Whether the lands of appellant involved here, admittedly within the boundaries of the district, were benefited by the improvement and subject to the payment of the assessments imposed depends on whether the Legislature, in creating the Improvement District, manifestly and arbitrarily abused its powers under the Act, supra. The guiding rule was announced by this court in St. Louis, Iron Mountain & Southern Railway Company v. Board of Directors of Levee District No. 2 of Jackson County, 103 Ark. 127, 145 S. W. 892, in this language: “After the Legislature has determined that a certain area which it has organized into an improvement district will be benefited by the improvement, it is not a question for the courts to determine upon a preponderance of the evidence as to whether or not the législative judgment has been properly exercised. It is only an arbitrary and paanifest abuse of power by the Legislature in creating improvement districts that will be reviewed by the courts.

“Mr. Cooley said: ‘The whole subject of taxing districts belongs to the Legislature. It has been repeatedly decided that the legislative act assigning districts for special taxation on the basis of benefits can not be attacked On the ground of error in judgment regarding the special benefits and defeated by satisfying a court that no special or peculiar benefits are received.
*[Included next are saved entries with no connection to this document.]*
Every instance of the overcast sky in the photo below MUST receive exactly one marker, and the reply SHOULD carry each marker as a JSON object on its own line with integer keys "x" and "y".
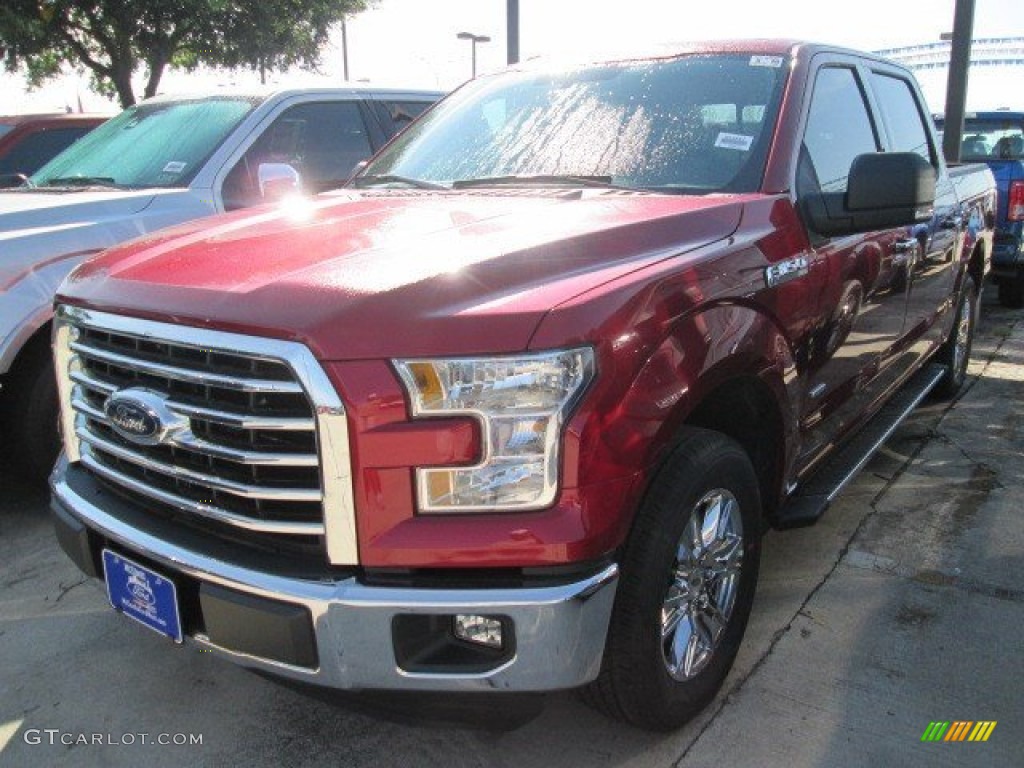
{"x": 413, "y": 42}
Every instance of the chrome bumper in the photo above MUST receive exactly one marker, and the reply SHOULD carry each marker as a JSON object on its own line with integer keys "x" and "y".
{"x": 559, "y": 630}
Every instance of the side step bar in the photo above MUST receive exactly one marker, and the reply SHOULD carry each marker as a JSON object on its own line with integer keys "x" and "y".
{"x": 814, "y": 496}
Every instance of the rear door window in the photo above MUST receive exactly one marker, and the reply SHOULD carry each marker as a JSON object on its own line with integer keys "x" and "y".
{"x": 901, "y": 115}
{"x": 839, "y": 128}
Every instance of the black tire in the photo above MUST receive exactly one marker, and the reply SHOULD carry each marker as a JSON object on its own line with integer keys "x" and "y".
{"x": 1012, "y": 292}
{"x": 635, "y": 683}
{"x": 955, "y": 352}
{"x": 31, "y": 412}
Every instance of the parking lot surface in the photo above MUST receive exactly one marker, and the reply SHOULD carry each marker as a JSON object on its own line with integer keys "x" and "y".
{"x": 903, "y": 606}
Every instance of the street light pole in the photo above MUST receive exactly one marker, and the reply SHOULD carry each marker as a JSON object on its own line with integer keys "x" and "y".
{"x": 474, "y": 39}
{"x": 344, "y": 47}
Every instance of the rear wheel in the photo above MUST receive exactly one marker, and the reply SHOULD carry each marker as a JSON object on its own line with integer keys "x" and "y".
{"x": 688, "y": 577}
{"x": 955, "y": 352}
{"x": 1012, "y": 291}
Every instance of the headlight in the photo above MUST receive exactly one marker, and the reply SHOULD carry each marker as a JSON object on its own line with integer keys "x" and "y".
{"x": 521, "y": 402}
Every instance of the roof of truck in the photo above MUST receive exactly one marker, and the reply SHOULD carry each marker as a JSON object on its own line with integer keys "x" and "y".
{"x": 263, "y": 93}
{"x": 753, "y": 46}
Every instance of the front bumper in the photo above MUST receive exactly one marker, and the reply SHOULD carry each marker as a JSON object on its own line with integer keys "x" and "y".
{"x": 559, "y": 631}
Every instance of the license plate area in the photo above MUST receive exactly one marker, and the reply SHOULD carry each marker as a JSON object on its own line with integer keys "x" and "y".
{"x": 142, "y": 594}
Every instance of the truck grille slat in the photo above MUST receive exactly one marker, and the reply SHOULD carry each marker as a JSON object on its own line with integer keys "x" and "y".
{"x": 198, "y": 478}
{"x": 240, "y": 434}
{"x": 204, "y": 510}
{"x": 187, "y": 376}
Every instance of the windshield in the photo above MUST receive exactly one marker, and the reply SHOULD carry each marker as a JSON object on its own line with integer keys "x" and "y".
{"x": 987, "y": 139}
{"x": 697, "y": 124}
{"x": 162, "y": 143}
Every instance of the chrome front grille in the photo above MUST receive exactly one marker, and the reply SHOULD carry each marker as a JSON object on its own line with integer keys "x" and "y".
{"x": 255, "y": 421}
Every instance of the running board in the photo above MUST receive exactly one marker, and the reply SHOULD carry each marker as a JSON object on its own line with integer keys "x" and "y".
{"x": 813, "y": 497}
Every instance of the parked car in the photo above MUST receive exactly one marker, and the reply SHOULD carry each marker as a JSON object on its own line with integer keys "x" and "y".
{"x": 162, "y": 162}
{"x": 28, "y": 141}
{"x": 997, "y": 139}
{"x": 510, "y": 412}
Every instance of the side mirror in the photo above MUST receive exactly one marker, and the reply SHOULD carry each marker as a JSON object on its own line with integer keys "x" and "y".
{"x": 278, "y": 180}
{"x": 12, "y": 180}
{"x": 357, "y": 169}
{"x": 884, "y": 190}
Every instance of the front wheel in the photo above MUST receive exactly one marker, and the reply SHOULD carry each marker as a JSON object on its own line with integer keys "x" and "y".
{"x": 31, "y": 413}
{"x": 688, "y": 577}
{"x": 955, "y": 352}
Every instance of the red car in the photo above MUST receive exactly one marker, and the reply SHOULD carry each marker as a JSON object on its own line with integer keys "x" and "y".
{"x": 28, "y": 141}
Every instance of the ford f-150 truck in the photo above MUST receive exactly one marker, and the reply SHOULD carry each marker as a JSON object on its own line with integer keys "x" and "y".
{"x": 510, "y": 412}
{"x": 996, "y": 138}
{"x": 160, "y": 163}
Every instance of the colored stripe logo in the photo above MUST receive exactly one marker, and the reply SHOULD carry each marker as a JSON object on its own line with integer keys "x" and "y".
{"x": 958, "y": 730}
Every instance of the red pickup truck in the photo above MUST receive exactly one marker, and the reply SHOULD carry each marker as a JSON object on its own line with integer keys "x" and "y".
{"x": 511, "y": 412}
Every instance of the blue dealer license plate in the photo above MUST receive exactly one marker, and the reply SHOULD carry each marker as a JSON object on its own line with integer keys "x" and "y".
{"x": 145, "y": 596}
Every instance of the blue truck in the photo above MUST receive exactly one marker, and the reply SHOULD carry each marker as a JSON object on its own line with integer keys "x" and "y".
{"x": 996, "y": 138}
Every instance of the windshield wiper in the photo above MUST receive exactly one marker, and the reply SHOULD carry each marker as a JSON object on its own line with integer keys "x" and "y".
{"x": 82, "y": 181}
{"x": 545, "y": 179}
{"x": 388, "y": 178}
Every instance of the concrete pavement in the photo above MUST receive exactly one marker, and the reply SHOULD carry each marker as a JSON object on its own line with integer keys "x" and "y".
{"x": 902, "y": 606}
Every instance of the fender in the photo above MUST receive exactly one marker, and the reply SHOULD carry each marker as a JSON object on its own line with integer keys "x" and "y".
{"x": 28, "y": 303}
{"x": 704, "y": 351}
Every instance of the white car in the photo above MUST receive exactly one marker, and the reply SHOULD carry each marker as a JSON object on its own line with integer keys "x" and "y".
{"x": 163, "y": 162}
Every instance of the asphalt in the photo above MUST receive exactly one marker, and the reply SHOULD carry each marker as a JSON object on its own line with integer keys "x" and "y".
{"x": 902, "y": 606}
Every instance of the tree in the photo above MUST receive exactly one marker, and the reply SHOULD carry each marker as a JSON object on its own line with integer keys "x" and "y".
{"x": 114, "y": 39}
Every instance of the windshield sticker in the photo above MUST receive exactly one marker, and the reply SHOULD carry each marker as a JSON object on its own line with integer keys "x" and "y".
{"x": 734, "y": 141}
{"x": 774, "y": 61}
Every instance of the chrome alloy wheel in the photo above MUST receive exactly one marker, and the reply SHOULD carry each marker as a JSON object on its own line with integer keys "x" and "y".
{"x": 963, "y": 343}
{"x": 702, "y": 585}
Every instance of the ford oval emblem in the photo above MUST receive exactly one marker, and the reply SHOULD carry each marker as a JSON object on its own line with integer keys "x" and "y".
{"x": 140, "y": 416}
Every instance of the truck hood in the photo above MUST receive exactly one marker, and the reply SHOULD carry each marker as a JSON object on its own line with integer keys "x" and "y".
{"x": 31, "y": 210}
{"x": 381, "y": 273}
{"x": 39, "y": 227}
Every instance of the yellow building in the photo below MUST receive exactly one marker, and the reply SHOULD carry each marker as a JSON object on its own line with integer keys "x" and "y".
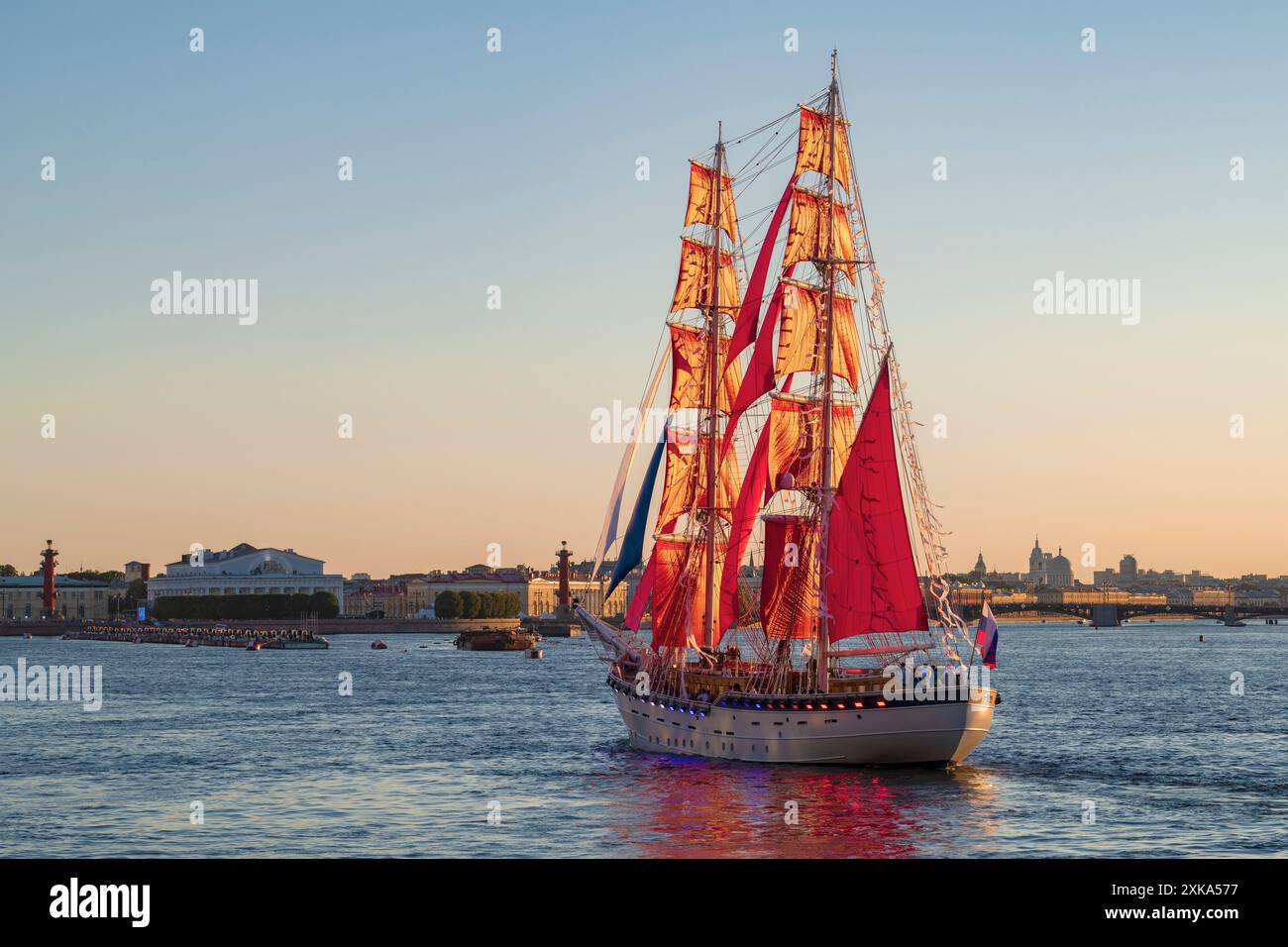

If the Legislature has fixed the district, and laid the tax for the *954reason that in the opinion of the legislative body such district is peculiarly benefited, its action generally must be deemed conclusive.’ 2 Cooley on Taxation (3 Ed.), pp. 1207-8.

“As is said in Moore v. Board of Directors of Long Prairie Levee District, 98 Ark. 113, 135 S. W. 819: ‘ Only an arbitrary and manifest abuse of power by the Legislature would be reviewed, and not merely mistakes of judgment. To hold otherwise would be to take away from the lawmakers the powers committed to them and to substitute the judgment of the courts, requiring the latter to review every matter alleged to have been erroneously determined by the Legislature.

We think it would serve no purpose to attempt to discuss and analyze the facts presented on the question of whether appellant’s lands have heen benefited or improved by the levee. It suffices to say that after a careful review of the record we conclude that the testimony is' sufficient to show that the determination of the Legislature, in including within the district the lands of appellant, was not an arbitrary and manifest abuse of its powers under the rule announced above.

In reaching this conclusion, we are not influenced by the decree of the Desha Chancery Court of April 21, 1919', supra, and attach no importance to it.

We attach great weight to the undisputed fact that appellant, or its predecessors in title, (just when appellant acquired title, the record does not show), since the creation of this district, under Act 463 of 1917, has paid all annual installments extended against these lands, without objection. It therefore for many years had knowledge that its lands were included in the district, and that bonds had been issued and sold, which became a burden not only upon appellant’s lands but upon all the lands in the district.

In the circumstances, appellant’s objection comes too late. (Tarleton Drainage District No. 15 v. American Investment Company, 186 Ark. 20, 52 S. W. 2d 738.)"

Finding no error, the decree is affirmed.